Modern indie rock with
The Capitol Years - Dance Away The Terror
Review by Tony BonyataOn The Capitol Years' fourth and latest full-length recording Dance Away The Terror the Philadelphia-based rock quintet actually use their head more than their feet to thwart away any impending terror. With well thought out compositions built on '60s pop sensibilities the band lightens up the heavier sounds of their last album Let Them Drink and delivers eleven insanely catchy, often upbeat and smile-inducing pop gems.
With songs that pull from '60s era stalwarts such as The Who and The Kinks ("Long Time"), Meddle-era Pink Floyd ("Revolutions") and The Beatles ("It's Only Loveless" and "Mirage People") it might seem that The Capitol Years were content on simply rehashing the past. But instead of sounding like they're pining for better musical days, their approach is remarkable fresh, and not unlike Guided By Voices' brain-trust Robert Pollard, who's '60s pop-cum-modern alternative rock has become the bedrock for much of today's indie rock sound.

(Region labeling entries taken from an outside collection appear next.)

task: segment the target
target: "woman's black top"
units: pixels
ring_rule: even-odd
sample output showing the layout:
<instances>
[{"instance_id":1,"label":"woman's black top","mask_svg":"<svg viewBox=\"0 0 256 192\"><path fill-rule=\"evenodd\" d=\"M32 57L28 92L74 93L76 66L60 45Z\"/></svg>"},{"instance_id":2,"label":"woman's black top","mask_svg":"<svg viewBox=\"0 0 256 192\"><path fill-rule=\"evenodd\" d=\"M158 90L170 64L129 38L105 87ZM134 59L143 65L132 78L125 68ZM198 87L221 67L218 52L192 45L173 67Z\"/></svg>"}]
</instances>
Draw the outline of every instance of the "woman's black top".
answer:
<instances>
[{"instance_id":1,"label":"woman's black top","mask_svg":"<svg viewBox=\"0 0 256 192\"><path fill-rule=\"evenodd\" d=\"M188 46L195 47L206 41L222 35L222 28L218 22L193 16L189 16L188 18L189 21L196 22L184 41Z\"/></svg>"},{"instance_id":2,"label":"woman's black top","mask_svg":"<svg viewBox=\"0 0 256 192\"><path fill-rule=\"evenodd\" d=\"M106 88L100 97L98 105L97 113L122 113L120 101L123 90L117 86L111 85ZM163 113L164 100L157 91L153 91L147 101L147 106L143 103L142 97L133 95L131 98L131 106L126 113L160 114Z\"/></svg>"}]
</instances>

At moments through the album bandleader Shai Halperin's vocals lightly float in and out, as on the dreamy soundscape of "Iraq Is Dead," while at others it soars high over the proud chorus of "Oh Lord," thankfully eschewing the priggish pomposity of Coldplay, and is even eerily buried in a shallow grave of piano and atmospheric guitar, as on the melancholic title track. More often than not, however, it's the perfect marriage of strong vocal deliveries, indelible melodies and arrangements that are at times punchy and guitar-spiked ("You Can Stay There," "It's Not Okay" and "Long Time") while at others beautifully sparse and naked ("Seven Songs" and "Chandelier") that makes this album demand repeat spins.
If you're a pop-rock aficionado, a fan of mid-'60s Britpop or just love catchy, well-produced rock with plenty of hooks then Dance Away The Terror is definitely for you.